Sao Paulo en eaux troubles
par Kirsteen MacLeod au Brésil

À Sao Paulo, première ville d'Amérique du Sud et coeur industriel du continent, le développement est payé au prix fort comme on peut le voir dans les eaux troubles et contaminées des rivières Tiete et Pinheiros qui traversent la tentaculaire mégalopole.

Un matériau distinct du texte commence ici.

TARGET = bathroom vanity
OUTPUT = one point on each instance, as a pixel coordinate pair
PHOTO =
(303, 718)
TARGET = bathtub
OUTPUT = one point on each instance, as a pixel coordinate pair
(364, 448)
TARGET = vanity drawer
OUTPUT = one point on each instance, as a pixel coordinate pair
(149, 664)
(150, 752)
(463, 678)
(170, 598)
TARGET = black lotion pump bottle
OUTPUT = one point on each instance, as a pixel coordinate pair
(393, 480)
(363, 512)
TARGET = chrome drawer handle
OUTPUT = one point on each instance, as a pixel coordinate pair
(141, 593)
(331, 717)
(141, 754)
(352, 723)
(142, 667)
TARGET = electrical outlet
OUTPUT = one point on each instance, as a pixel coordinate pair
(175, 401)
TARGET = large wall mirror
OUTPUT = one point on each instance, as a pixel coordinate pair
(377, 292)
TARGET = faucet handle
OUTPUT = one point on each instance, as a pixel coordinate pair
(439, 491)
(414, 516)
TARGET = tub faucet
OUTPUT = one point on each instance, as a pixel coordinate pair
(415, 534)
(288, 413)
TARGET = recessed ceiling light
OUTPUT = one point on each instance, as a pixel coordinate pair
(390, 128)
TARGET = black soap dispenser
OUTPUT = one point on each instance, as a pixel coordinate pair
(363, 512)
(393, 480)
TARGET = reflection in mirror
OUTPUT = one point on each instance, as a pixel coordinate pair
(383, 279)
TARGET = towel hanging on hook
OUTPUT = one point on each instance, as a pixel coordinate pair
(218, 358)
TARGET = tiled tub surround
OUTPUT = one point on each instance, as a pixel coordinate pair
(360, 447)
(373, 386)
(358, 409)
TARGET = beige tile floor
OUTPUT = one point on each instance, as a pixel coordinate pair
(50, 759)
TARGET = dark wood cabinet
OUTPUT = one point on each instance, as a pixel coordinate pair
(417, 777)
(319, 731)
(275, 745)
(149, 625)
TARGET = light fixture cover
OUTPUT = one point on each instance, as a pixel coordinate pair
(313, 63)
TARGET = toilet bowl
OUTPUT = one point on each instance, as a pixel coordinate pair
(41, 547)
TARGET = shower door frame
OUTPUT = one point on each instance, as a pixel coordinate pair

Ce qui n'est pas encore assez clair, c'est l'effet que ces rivières -- saturées d'écoulements d'égouts et de déchets industriels -- ont sur la nappe phréatique à laquelle ils sont reliés par un aquifère peu profond.

De l'eau traitée issue du bassin de la Tiete supérieure, ainsi qu'un réservoir alimenté par les eaux de la Pinheiros, approvisionnent la plupart des 17 millions d'habitants de Sao Paulo. Mais près de 40% des Paulistanos comptent sur l'eau souterraine, souvent tirée de puits mal construits. En plus des nombreuses autres sources de contamination, cette eau est également menacée par la pollution véhiculée par les ruisseaux.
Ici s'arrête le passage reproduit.